その三九四

 

 

 






 





 































 

複数の ひとりひとりが ひとりではなく

 誰かのことを思い出すときに、いちばん先に思い出すのは眼のような気がする。
 おいしそうなものを前にしたときや、すこしだけその話の輪郭がつかめなさそうな、視線の泳ぎ方やこころを解放しかかったときにみせてくれた、苦悩の入り口に立っているような眼差しなど。

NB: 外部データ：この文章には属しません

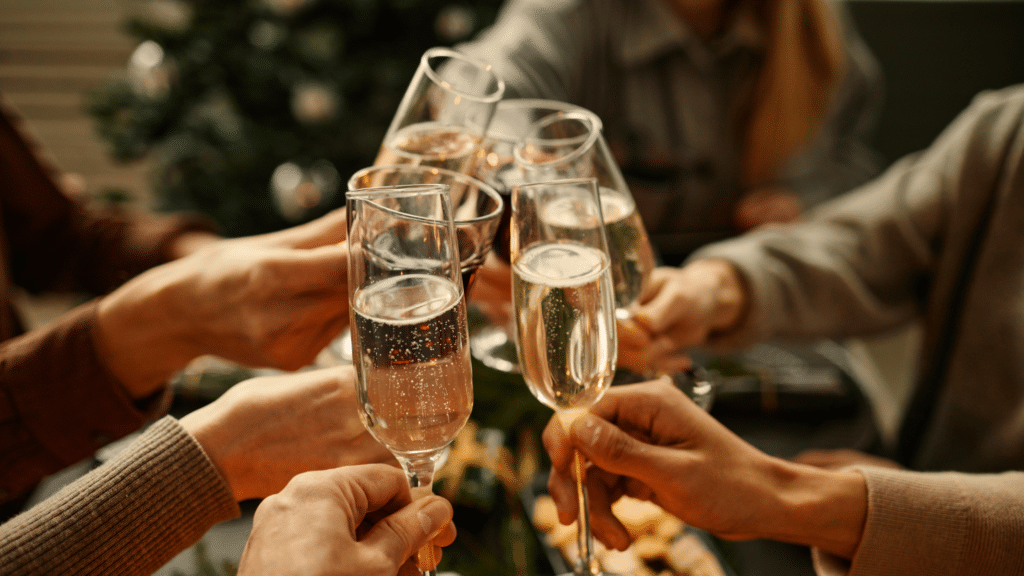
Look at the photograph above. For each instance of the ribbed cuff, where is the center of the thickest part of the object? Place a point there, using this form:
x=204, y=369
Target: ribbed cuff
x=128, y=517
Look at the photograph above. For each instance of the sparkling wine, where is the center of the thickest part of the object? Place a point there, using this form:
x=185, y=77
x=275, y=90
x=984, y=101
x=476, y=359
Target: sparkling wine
x=566, y=325
x=429, y=144
x=412, y=347
x=632, y=256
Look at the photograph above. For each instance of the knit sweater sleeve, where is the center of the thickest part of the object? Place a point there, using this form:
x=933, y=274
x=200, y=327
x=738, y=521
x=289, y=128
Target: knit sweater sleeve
x=937, y=524
x=128, y=517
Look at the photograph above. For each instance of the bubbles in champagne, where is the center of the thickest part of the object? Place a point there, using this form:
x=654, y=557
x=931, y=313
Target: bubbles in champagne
x=412, y=352
x=565, y=322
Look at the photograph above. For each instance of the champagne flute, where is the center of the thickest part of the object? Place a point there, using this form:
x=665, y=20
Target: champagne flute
x=444, y=113
x=477, y=209
x=564, y=310
x=409, y=327
x=492, y=342
x=569, y=144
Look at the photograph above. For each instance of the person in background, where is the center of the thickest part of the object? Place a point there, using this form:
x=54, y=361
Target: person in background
x=936, y=240
x=162, y=492
x=172, y=290
x=649, y=441
x=724, y=115
x=352, y=521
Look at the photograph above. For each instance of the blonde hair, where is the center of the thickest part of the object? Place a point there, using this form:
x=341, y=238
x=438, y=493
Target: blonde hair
x=804, y=64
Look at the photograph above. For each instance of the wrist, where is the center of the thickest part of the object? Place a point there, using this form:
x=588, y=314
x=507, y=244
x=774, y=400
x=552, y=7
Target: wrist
x=727, y=302
x=139, y=337
x=818, y=507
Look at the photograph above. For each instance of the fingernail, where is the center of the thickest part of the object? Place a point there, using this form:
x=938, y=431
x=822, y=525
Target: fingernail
x=587, y=429
x=433, y=516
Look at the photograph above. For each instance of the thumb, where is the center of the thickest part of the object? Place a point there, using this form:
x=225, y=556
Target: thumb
x=612, y=450
x=402, y=533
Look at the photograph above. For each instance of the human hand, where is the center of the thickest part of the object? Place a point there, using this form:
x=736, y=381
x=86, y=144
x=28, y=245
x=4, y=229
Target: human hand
x=356, y=520
x=649, y=441
x=841, y=458
x=264, y=430
x=275, y=299
x=767, y=205
x=681, y=309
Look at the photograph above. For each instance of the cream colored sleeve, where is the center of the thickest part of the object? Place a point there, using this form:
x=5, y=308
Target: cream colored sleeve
x=937, y=524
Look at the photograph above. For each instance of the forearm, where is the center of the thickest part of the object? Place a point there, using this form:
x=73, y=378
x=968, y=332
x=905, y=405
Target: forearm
x=131, y=516
x=822, y=508
x=58, y=401
x=142, y=335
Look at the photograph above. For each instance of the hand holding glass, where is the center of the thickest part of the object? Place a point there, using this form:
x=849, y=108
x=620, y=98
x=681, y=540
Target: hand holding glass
x=410, y=338
x=564, y=309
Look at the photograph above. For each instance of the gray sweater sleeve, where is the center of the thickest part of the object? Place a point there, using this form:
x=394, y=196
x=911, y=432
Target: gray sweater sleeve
x=128, y=517
x=939, y=524
x=863, y=262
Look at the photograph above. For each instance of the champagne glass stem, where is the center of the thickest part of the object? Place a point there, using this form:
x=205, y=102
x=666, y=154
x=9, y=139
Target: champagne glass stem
x=586, y=563
x=421, y=479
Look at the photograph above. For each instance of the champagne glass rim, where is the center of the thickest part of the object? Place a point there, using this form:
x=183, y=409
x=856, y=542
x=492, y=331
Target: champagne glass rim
x=583, y=116
x=562, y=181
x=465, y=178
x=514, y=105
x=439, y=51
x=400, y=191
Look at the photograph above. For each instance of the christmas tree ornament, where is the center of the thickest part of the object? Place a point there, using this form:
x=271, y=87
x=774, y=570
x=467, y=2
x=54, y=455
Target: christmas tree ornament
x=298, y=191
x=150, y=71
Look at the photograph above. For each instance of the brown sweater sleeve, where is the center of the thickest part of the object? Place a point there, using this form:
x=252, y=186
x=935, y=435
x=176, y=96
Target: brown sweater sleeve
x=58, y=402
x=937, y=524
x=128, y=517
x=55, y=242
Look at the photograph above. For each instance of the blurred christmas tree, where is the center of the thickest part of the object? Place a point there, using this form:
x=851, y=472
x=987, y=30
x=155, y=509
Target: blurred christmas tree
x=256, y=112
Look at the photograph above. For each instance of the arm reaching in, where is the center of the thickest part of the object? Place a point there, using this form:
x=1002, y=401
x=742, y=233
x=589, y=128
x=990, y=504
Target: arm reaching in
x=274, y=300
x=263, y=432
x=682, y=309
x=358, y=520
x=649, y=441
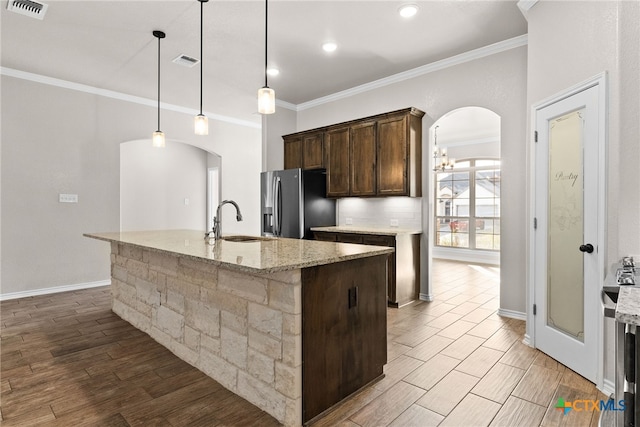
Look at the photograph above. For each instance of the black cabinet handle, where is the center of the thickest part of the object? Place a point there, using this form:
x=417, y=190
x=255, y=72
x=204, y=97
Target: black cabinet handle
x=588, y=248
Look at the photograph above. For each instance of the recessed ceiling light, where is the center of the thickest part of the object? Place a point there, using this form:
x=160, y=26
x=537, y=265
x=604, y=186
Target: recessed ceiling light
x=408, y=10
x=329, y=46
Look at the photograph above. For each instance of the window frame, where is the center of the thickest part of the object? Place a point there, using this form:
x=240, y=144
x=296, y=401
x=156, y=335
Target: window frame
x=472, y=216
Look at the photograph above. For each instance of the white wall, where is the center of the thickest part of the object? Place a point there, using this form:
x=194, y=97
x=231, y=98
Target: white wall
x=570, y=42
x=380, y=211
x=154, y=184
x=498, y=83
x=282, y=122
x=57, y=140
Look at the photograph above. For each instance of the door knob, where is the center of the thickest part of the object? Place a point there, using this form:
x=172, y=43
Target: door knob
x=588, y=248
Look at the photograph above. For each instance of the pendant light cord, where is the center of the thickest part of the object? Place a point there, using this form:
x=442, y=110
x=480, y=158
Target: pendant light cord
x=201, y=57
x=158, y=84
x=266, y=24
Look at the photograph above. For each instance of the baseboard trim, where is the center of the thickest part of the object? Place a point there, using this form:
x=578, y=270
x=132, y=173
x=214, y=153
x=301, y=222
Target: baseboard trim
x=425, y=297
x=608, y=387
x=54, y=290
x=512, y=314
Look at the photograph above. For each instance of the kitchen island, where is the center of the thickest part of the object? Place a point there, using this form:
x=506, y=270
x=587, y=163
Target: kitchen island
x=293, y=326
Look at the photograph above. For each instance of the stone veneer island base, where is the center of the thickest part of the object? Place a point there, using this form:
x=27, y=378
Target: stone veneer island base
x=293, y=326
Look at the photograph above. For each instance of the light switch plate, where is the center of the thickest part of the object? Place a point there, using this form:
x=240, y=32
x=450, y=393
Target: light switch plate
x=68, y=198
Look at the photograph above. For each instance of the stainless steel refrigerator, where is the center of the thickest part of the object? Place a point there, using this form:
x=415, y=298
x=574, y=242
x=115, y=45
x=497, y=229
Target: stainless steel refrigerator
x=293, y=201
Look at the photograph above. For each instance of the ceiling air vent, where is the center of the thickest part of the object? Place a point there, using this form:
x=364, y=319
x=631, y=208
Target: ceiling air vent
x=30, y=8
x=185, y=60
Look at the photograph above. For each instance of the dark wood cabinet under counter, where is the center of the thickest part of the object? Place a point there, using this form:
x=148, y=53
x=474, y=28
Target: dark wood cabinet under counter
x=403, y=268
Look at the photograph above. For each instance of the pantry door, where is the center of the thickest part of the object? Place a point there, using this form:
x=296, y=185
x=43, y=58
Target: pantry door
x=568, y=232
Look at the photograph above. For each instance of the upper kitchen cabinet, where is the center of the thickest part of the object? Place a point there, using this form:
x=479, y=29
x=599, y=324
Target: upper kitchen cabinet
x=400, y=154
x=375, y=156
x=304, y=150
x=362, y=175
x=338, y=143
x=351, y=160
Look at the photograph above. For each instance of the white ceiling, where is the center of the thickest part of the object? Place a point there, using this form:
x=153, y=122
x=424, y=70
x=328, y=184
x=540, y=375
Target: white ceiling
x=109, y=45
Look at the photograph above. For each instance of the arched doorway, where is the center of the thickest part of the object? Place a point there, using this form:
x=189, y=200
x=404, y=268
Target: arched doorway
x=464, y=192
x=166, y=188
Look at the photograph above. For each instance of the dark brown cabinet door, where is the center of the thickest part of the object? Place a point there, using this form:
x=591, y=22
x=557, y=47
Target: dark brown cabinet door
x=363, y=159
x=344, y=329
x=293, y=152
x=392, y=156
x=375, y=156
x=312, y=151
x=337, y=162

 いまは、ひとりのひとのことを思い出しながら綴ってみたけれど。
 雑踏から雑踏を歩き疲れて、たえず誰かとすれ違ったのに、そこに見知った人が、だれひとりいないことがあたりまえであることが、思えば不思議な現象のような気がして来た。

 ほとんどの人生をそうやって、ひとは道を歩いてゆくんだなって思ったら、じぶんと知り合ってくれたひとはほんとうは、うそみたいな確率で出会ったことになるかもしれないと、あたまのなかをらせんが巡る。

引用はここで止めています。